The “techs”, as America’s spying scientists were known, slowly regained lost ground throughout the 1960s, through such innovations as fake tree stumps, packed with listening equipment, planted outside Soviet airbases, postcards of Red Square with missile diagrams hidden in the surface gloss, and the famous T-100, the first real spy camera, small enough to fit inside a pen. While rightly awed at the ingenuity of the techs in this golden age (they resolved text messaging in 1973 and started work on the personal digital camera in 1974), Robert Wallace and H Keith Melton also give an airing to the moments when the OTS “disintegrated into Keystone Cops comedy”, notably when trying to kill Fidel Castro. We all know about fatal cigars, but poisoned boots, hallucinogenic air-conditioning and booby-trapped seashells?

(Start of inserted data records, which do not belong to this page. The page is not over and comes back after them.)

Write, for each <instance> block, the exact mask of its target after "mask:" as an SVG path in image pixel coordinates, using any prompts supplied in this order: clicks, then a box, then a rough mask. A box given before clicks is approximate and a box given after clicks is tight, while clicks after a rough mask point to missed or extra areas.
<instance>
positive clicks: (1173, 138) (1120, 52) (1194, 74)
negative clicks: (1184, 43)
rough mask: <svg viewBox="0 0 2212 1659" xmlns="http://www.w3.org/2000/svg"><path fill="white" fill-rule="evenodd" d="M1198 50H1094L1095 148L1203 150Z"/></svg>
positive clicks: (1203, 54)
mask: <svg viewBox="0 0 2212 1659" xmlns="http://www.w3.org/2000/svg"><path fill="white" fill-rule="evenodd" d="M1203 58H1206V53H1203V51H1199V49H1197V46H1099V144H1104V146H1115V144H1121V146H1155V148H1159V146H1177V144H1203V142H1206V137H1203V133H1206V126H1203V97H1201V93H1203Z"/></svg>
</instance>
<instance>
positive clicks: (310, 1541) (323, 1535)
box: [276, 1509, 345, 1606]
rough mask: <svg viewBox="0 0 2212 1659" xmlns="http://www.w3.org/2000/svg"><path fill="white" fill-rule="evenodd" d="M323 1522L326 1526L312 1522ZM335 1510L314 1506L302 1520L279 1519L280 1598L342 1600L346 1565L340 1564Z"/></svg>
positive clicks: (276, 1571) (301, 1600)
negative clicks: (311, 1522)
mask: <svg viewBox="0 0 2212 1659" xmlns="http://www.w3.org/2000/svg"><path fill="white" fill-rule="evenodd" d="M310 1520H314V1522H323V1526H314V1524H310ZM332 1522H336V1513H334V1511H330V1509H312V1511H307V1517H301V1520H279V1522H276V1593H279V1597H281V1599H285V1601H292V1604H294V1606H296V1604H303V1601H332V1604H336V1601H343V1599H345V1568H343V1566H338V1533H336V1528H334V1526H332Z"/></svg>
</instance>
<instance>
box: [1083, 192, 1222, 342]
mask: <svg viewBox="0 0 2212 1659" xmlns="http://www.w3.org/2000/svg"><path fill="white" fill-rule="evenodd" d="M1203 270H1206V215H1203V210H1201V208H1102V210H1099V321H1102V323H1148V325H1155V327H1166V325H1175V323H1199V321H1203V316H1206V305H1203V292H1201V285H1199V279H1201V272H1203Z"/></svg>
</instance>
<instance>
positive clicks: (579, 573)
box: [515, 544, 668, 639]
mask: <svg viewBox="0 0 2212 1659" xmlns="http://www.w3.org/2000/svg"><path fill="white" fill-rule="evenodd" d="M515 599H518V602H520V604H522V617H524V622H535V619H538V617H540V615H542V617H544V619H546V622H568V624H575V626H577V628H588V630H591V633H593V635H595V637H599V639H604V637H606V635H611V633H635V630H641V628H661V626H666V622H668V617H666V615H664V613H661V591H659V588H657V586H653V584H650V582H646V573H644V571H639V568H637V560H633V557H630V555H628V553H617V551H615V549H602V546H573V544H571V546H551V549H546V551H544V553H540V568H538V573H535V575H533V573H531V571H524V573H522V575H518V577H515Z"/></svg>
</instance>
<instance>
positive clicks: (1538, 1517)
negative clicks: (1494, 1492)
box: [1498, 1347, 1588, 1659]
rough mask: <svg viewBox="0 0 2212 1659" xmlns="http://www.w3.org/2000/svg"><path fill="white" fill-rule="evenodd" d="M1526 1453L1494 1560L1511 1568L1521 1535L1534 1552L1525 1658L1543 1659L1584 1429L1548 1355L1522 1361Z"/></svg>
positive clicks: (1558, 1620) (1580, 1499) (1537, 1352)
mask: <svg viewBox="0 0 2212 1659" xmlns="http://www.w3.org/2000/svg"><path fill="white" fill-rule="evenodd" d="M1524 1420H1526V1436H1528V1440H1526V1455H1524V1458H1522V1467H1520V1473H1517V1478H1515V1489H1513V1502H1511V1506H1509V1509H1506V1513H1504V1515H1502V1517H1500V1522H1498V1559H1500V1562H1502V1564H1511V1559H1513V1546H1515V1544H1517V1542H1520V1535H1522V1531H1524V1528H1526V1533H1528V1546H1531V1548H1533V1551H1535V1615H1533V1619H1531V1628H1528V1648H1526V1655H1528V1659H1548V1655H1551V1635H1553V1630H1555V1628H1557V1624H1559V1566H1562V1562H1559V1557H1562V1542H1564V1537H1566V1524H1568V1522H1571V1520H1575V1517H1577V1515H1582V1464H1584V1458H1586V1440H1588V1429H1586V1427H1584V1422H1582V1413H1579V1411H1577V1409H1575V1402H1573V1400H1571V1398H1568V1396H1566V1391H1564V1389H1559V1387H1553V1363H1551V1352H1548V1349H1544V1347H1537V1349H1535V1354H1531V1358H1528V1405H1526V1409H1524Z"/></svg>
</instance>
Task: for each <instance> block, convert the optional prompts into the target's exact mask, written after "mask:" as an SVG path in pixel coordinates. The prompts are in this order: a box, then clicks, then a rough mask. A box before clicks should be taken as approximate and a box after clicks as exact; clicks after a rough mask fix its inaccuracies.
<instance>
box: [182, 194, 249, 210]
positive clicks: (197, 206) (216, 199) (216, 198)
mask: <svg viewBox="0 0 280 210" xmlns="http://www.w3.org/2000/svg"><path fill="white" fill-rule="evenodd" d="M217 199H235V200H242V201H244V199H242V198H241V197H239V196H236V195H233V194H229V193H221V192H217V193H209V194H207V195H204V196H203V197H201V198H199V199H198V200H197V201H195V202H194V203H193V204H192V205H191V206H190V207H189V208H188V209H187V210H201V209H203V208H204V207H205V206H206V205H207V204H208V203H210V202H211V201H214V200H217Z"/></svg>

The romantic, James Bond-ish heyday of spyware was brief, though, and from the 1970s onwards the drudgery of audio surveillance seems to have taken over. The techs could bug anything, from coffee cups to ballpoint pens — they even built robotic fish to drop into tanks in hotel rooms and (clearly dog people) embedded microphones inside family cats.
Such seedy work seems to have contributed to the ultimate ethical decay of the techs, about which Wallace and Melton are in more obvious denial (Wallace is a former director of the OTS). They defend as “approved operations” the CIA’s illegal surveillance of its own citizens under Richard Nixon, and are reduced to Newspeak by the role of the OTS in Vietnam, which apparently included planting homing devices that facilitated America’s “precision air attack” of Cambodia, Laos and North Vietnam. By the time the OTS was caught mining the harbours of left-leaning Nicaragua in 1984, because Ronald Reagan wanted “to disrupt the country’s economy”, the rot had clearly set in. It’s notable that the two catastrophic intelligence failures towards which the CIA was heading — 9/11 and weapons of mass destruction — get precious little investigation in this overly defensive volume.
Nevertheless, if you lay the context aside, this is an intriguing history of ingenious men and women, who could invent a talking tree, an inflatable airplane and an exploding rat — but ultimately struggled with the mechanics of a moral compass.